The next selection for the Bite-Sized Book Club at the Lied Public Library in Clarinda is called “13 Ways to Kill Your Community.”
Despite the title, “it isn’t a negative book,” said library director Andrew Hoppmann.
Instead, by delineating attitudes and practices that can be detrimental to a town, author Doug Griffiths seeks to advise residents on what to avoid -- and what actions can be pursued to enable the town to survive and prosper.
With such book chapters as “Ignore Your Youth,” “Shop Elsewhere,” “Don’t Cooperate” and “Become Complacent,” Griffiths’s intent is to give residents a “how not to” guide for addressing issues vital to a community.
Although the book describes “ways to ‘kill’ your community, it does present a lot of areas and ideas for growth and opportunity,” Hoppmann said. “The author takes a satirical way, but he looks at areas that [people] need to be focusing on and talking about if they want to save their community.”
Discussion of the book’s content will begin during the club’s meeting at noon on Tuesday, Jan. 28, at the library. Bi-weekly sessions are scheduled on subsequent Tuesdays after that.
Hoppmann said he hopes participants will include members of the Clarinda City Council and the Page County Board of Supervisors, along with Clarinda School District directors, administrators and students, and business owners and representatives of local economic development organizations.
“But the club is open to anyone in the community who wants to take part,” Hoppmann said. “We need to have conversations so people can not only bring their own ideas, but they can listen to ideas from others. It’s interesting to see what’s important to other people, or how they have interpreted information and how they see that it can be applied.”
The goal is to identify and implement strategies that will facilitate Clarinda’s continued growth and development.
“You don’t have to be a working professional to attend a club meeting,” Hoppmann said. “It’s for anyone who is interested in the community’s future and betterment.”
Two or three chapters from the book will be assigned for discussion at each bi-weekly session. The library can be contacted for details about upcoming meetings, and notifications can be sent to participants by e-mail also.
In addition, Hoppmann said, “you can contribute to the discussion by e-mail if you can’t attend a meeting in person.”
Some copies of the book are at the library, and it is available from online vendors like Amazon.com.
Although being familiar with what Griffith has written would provide more depth about subjects of discussion, individuals who haven’t read the book but who wish to attend club meetings can do so. “Anyone can join us in the conversation,” Hoppmann said. “They can just show up and talk, and still contribute.”
He said he was “looking forward to the discussion we can have about what’s going on in our community, and what are some ideas to, hopefully, not ‘kill’ our community.”

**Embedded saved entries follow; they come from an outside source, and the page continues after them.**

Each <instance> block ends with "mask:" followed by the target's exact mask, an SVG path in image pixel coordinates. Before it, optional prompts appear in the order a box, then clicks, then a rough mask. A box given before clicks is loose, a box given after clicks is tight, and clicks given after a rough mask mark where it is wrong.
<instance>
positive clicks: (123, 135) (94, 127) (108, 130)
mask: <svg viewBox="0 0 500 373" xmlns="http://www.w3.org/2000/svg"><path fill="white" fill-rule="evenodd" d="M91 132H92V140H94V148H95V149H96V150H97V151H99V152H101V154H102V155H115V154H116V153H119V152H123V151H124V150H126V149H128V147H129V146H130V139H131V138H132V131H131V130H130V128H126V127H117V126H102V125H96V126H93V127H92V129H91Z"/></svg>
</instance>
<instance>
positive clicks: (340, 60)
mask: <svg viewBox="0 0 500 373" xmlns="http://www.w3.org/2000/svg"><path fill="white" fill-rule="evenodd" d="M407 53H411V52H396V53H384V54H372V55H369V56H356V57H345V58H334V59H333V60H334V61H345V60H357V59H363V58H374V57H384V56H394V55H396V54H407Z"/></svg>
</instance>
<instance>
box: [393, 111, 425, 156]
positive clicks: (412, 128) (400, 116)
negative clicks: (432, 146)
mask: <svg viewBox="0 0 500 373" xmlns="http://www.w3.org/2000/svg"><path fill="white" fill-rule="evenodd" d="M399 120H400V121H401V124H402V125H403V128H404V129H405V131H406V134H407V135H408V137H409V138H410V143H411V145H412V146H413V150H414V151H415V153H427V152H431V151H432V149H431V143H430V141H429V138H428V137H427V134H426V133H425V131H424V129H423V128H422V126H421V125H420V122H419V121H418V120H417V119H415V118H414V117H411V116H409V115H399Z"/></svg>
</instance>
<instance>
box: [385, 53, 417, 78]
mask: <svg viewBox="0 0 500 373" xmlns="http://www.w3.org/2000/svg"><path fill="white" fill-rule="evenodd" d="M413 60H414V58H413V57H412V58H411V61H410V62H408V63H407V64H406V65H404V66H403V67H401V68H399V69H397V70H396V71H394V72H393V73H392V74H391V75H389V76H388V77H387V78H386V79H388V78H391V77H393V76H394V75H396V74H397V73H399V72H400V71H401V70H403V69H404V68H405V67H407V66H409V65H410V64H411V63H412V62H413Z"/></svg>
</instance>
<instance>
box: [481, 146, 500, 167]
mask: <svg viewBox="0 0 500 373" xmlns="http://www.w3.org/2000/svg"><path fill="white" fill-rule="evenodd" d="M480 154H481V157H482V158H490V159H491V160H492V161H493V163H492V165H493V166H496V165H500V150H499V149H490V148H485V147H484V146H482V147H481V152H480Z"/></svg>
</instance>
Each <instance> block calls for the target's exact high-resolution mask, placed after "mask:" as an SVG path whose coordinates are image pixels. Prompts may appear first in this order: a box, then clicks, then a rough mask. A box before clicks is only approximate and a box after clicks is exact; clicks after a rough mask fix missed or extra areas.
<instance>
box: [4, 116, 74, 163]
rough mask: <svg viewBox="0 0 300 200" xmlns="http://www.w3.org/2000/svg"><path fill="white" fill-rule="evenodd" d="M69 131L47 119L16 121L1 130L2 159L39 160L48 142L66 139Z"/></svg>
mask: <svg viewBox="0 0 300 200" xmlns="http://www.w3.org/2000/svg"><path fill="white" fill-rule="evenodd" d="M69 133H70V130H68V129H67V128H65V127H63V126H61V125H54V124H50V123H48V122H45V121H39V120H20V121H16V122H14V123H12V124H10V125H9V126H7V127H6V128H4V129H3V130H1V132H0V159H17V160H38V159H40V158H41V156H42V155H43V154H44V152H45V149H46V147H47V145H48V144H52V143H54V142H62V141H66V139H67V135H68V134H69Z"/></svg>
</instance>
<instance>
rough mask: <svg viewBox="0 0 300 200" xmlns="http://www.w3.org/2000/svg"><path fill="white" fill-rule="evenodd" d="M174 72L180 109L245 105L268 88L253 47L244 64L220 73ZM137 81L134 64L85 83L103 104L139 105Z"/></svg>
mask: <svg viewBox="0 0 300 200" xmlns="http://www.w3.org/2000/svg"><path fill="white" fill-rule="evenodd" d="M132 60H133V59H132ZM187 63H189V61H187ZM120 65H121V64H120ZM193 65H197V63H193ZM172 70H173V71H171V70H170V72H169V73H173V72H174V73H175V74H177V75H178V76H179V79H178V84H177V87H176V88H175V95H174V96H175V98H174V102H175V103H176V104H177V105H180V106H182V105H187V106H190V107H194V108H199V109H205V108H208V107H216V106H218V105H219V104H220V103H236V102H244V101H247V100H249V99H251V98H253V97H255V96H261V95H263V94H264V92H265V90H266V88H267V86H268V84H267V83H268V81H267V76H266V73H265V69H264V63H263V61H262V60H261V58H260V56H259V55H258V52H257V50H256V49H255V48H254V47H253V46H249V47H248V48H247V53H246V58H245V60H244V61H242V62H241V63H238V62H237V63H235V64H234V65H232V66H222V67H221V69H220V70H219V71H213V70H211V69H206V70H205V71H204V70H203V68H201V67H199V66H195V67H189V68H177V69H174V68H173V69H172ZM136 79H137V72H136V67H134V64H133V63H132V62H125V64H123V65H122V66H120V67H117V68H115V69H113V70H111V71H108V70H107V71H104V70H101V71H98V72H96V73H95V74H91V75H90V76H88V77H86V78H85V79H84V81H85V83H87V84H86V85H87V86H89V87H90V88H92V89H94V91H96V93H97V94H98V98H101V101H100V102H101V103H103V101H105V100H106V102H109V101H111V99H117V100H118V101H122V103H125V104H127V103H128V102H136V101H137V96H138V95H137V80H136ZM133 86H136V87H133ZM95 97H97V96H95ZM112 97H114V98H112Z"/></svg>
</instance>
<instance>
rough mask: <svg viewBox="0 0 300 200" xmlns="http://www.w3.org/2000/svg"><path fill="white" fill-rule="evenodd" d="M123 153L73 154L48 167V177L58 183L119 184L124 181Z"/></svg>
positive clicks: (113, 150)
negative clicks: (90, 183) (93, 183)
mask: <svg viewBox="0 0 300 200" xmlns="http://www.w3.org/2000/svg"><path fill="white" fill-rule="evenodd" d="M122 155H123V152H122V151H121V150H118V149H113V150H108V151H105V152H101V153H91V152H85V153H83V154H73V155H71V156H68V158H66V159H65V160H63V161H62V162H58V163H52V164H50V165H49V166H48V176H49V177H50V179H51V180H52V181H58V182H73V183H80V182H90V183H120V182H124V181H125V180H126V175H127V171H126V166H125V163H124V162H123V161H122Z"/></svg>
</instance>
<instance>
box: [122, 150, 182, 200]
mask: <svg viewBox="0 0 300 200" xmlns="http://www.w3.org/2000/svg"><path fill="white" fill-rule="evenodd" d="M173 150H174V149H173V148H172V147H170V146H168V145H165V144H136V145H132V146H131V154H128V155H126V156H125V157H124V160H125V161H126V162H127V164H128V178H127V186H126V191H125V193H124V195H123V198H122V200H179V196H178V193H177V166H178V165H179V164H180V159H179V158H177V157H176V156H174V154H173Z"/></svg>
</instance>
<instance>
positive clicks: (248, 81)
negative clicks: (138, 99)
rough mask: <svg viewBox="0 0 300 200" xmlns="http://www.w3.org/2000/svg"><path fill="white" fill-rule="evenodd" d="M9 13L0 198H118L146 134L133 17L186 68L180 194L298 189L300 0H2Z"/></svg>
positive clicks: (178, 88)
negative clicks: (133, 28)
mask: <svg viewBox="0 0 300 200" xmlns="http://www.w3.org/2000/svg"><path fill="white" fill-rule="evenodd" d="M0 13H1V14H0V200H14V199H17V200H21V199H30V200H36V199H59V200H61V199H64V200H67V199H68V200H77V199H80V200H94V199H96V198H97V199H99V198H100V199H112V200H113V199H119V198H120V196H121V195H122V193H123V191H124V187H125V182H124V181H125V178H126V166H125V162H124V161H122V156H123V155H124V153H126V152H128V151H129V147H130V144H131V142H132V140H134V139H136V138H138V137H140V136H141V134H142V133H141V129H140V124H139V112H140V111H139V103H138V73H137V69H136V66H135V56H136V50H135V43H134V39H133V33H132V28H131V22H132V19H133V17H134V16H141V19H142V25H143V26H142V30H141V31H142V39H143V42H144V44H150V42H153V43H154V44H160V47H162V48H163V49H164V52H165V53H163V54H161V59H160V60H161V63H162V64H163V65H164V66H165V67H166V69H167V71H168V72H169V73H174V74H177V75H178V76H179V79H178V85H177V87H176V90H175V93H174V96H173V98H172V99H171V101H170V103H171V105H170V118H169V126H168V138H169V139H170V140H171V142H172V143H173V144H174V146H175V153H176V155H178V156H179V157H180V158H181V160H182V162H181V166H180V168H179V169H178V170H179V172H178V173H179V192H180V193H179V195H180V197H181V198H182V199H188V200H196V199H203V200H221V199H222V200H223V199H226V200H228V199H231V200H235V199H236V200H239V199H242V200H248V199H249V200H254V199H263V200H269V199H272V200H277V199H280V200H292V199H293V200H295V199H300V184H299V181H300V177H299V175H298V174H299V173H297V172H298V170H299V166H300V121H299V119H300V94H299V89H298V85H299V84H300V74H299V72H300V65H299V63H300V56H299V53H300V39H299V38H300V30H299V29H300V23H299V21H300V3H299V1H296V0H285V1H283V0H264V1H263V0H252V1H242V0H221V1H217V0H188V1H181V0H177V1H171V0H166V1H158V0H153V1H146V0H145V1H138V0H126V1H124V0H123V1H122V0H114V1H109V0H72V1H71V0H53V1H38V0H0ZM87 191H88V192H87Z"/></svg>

The book by Griffiths is the second selection for the club, which was launched in December with the reading of “Innovator’s Mindset” by George Couros.
The idea for the club, Hoppmann said, “actually came from conversations with people at the school and myself. We wanted to have a professional book club, but we really didn’t want to limit it to just professionals.”
He noted that traditional book clubs usually meet monthly, with participants giving general overviews of the book that they have been reading.
“A lot of people are busy,” Hoppmann said. “They don’t have time to come to a regular book club, or they don’t really have time to read the whole book in a month.”
So for the “Bite-Sized” format, he said, “we decided on meeting every two weeks and discussing two to four chapters. What that does is give you less to read in the timeframe, and less to discuss when you do come to the meeting. We’re not trying to cover the whole book at once, but only a few chapters at a time.”
Regarding selections for the club, “what we wanted to do was look at areas of personal or community growth with the topics that we picked, such as leadership development, listening skills, or ways to improve education for our community,” Hoppmann said.
With the club’s schedule, he added, “we can have a more robust discussion and have more time to absorb some of the concepts. Generally these books are going to be a little bit heavier in terms of your standard novel. They are going to present concepts or ideas that force you to reflect on how you can incorporate them into your personal life, business or the community.”
After the book by Griffiths has been covered, selections will be made for future club meetings.